Is it a sine qua non that artists smell? Jeanie asked herself, holding her breath against the whiff of stale sweat from his paint-spattered tee shirt. And for the millionth time: What, exactly, does Chanty see in this man? She could see he had once been a ‘pretty boy’: large blue eyes and jet-black curls, and he could certainly be charming when he ch
ose. But she found his expression self-regarding and a little petulant, as if the world had not delivered on its promise. Now he was approaching forty, the looks he must have traded on had not kept up with him, though he still behaved as if they had.
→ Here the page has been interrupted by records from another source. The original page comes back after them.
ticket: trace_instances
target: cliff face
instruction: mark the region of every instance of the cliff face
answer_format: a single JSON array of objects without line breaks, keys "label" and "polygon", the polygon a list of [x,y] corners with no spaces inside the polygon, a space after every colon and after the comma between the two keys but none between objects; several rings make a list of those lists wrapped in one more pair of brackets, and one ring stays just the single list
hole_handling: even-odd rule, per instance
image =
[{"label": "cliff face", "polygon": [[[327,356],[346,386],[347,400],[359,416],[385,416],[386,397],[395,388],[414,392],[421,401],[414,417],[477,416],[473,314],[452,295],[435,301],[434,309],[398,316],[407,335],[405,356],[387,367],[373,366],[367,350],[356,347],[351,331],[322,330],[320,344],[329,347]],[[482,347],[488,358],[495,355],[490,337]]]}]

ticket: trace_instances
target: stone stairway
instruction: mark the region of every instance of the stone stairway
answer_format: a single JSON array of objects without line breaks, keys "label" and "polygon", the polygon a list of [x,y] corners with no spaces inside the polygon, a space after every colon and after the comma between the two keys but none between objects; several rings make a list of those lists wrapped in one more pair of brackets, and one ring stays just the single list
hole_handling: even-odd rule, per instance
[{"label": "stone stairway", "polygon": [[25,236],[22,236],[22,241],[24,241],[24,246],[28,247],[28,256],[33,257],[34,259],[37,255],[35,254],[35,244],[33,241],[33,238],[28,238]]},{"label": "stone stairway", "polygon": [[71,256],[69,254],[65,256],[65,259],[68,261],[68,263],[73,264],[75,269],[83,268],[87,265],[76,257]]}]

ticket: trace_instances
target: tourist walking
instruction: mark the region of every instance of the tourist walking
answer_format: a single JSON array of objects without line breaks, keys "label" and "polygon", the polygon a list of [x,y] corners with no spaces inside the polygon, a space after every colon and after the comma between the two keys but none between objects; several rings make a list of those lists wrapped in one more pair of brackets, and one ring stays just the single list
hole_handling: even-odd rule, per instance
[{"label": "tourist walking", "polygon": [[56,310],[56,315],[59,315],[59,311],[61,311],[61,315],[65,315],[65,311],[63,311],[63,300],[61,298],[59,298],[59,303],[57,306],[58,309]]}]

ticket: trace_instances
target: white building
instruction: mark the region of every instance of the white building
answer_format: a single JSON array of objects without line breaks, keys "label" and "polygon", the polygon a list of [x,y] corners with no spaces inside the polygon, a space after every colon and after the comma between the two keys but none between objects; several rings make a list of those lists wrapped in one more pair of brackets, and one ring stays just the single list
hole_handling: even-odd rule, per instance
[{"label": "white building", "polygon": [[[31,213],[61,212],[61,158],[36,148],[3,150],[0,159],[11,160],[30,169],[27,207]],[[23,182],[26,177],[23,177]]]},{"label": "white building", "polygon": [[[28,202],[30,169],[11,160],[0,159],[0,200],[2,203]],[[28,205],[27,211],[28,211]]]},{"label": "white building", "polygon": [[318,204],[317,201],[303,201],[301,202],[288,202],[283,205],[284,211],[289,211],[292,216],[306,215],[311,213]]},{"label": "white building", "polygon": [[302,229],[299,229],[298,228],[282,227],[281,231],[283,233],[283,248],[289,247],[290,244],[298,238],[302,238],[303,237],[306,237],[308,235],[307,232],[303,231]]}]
Jeanie forgot her son-in-law as her two-year-old granddaughter came running towards her, a grin a mile wide lighting up her huge brown eyes, her arms outstretched: ‘Gin, Gin . . .’
Jeanie bent down and lifted the child in her arms, wrapping her in a close embrace, burying her nose in the pure, sweet softness of Ellie’s skin. ‘How’s it going, Alex?’
Alex shrugged his thin shoulders. ‘Childcare was never going to be my muse of choice.’
Jeanie didn’t rise; she couldn’t afford to, not in front of Ellie. ‘So when’s the exhibition? Isn’t it quite soon?’ she said brightly. She hadn’t meant this as a needle; she was merely making conversation, but his sardonic smile told her that he took it as one.
‘I’ve postponed it.’
Jeanie turned away and began gathering Ellie’s coat and shoes. ‘Oh . . . that’s a shame,’ she said mildly. ‘Come on,’ she addressed Ellie, ‘let’s get your coat on and we’ll go to the park and feed the ducks.’
‘There’s no point in churning stuff out under pressure. It’ll happen when it happens. I need space.’ He stood propped against the mantelpiece in the sitting room, holding forth as if he were entertaining guests at a soirée. The room was sparsely furnished, the stripped floor covered with a pale sisal rug, bare of anything but the large brown leather sofa, a stylish dull-orange Conran armchair with wooden arms, a padded stool and a giant flat-screen television. Jeanie knew this was partly a style decision, the decoration being paintings, colourful and mostly abstract, and a modern rectangular mirror covering the area above the fireplace. They had obviously come to the conclusion that while Ellie was small it was pointless to deploy anything that might be knocked over, damaged or damaging to their child.